Dr. Gottlieb discovered the genesis of what would become his groundbreaking method almost 30 years ago when he was seeking to help a 52-year-old patient recover his ability to read without bifocals.
“The mechanism that causes the eyes to focus clearly at near is called accommodation,” he says. “In young people, when an image becomes blurred, the eyes sharpen focus easily and automatically. But with age, accommodation loses power and the blurred image is not enough to stimulate accommodation on its own.”
It occurred to Dr. Gottlieb that another ocular action – convergence – also stimulates accommodation. “In order to see up close, we turn, or converge, both eyes inward, so that together they point at what we are trying to see,” he says. “Turning our eyes inward also stimulates their ability to focus clearly at near, which happens through a different mechanism known as convergence-accommodation.”
So, Dr. Gottlieb designed a carefully made chart which caused his patient’s eyes to converge strongly and found that this allowed his patient to see clearly at near.
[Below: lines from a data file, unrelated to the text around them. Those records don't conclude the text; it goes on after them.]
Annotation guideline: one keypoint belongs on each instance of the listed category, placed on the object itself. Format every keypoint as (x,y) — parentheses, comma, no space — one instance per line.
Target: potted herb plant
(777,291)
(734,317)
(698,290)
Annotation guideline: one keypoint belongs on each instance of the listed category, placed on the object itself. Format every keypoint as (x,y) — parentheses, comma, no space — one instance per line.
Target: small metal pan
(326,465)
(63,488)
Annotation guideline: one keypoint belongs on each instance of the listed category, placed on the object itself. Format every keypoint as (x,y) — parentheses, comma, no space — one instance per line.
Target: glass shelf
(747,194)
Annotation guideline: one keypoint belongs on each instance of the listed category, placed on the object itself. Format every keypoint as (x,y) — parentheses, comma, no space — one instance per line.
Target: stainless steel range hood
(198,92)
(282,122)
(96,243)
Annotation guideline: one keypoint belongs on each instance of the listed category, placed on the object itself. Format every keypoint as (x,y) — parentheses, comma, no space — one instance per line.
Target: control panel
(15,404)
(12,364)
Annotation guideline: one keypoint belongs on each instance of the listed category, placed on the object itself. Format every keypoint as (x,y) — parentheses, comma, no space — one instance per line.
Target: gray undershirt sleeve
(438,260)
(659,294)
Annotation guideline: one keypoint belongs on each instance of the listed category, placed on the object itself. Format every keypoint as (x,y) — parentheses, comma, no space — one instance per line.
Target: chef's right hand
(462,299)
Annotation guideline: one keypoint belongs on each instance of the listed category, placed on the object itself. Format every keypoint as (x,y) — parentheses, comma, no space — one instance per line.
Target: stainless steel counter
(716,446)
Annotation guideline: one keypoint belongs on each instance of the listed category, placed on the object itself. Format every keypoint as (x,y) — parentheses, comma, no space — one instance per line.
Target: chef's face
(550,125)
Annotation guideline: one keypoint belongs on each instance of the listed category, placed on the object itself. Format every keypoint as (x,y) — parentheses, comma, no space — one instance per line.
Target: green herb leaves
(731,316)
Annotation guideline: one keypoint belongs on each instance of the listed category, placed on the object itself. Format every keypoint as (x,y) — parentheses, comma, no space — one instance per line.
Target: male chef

With practice, in just a few weeks, his patient returned to announce that his problem had been solved, and he no longer needed glasses to see clearly at near. “The improvement lasted for years,” he says.
Dr. Gottlieb’s method, once only available in a one-on-one doctor-patient setting, has now been developed into an at home program. Eye exercises can be can be learned at home by watching an instructional video, and then be used anywhere – even on the go – at almost any time.
“Now it is much easier to see,” Ms. Zilavy says, “I can read a lot more of the smaller print. The method is simple to learn. Practice is easy. I spend about four minutes a day with it, usually when I’m eating breakfast. I am getting good results with a minimum of time.”
Just as we stretch, flex and exercise our bodies to fend off aging, Ms. Zilavy found that her eyes – like the rest of her body – can benefit from exercise, re-training and relaxation.
And just as convergence is a key element, so is its opposite – divergence, which allows the eye muscles to relax so the eyes straighten for distance viewing. Conscious relaxation of your body, including your neck and shoulders, and your breathing are important elements of Dr. Gottlieb’s method to read without glasses.
The method will not work for the small percentage of people who have only one functioning eye, lazy eye, eye-turning problems or severe low vision.
Dr. Jacob Liberman, author of Take Off Your Glasses and See and Light: Medicine of the Future, who has used it, says “The method (available at withoutglasses.com) combines the best of optometric vision therapy and natural vision exercises to create a simple and effective way to sharpen your vision.”
The prevailing belief that the only solution to this problem is stronger and stronger reading glasses, bifocals or surgery is changing. Dr. Gottlieb, 63, who has never needed reading glasses, is testimony himself.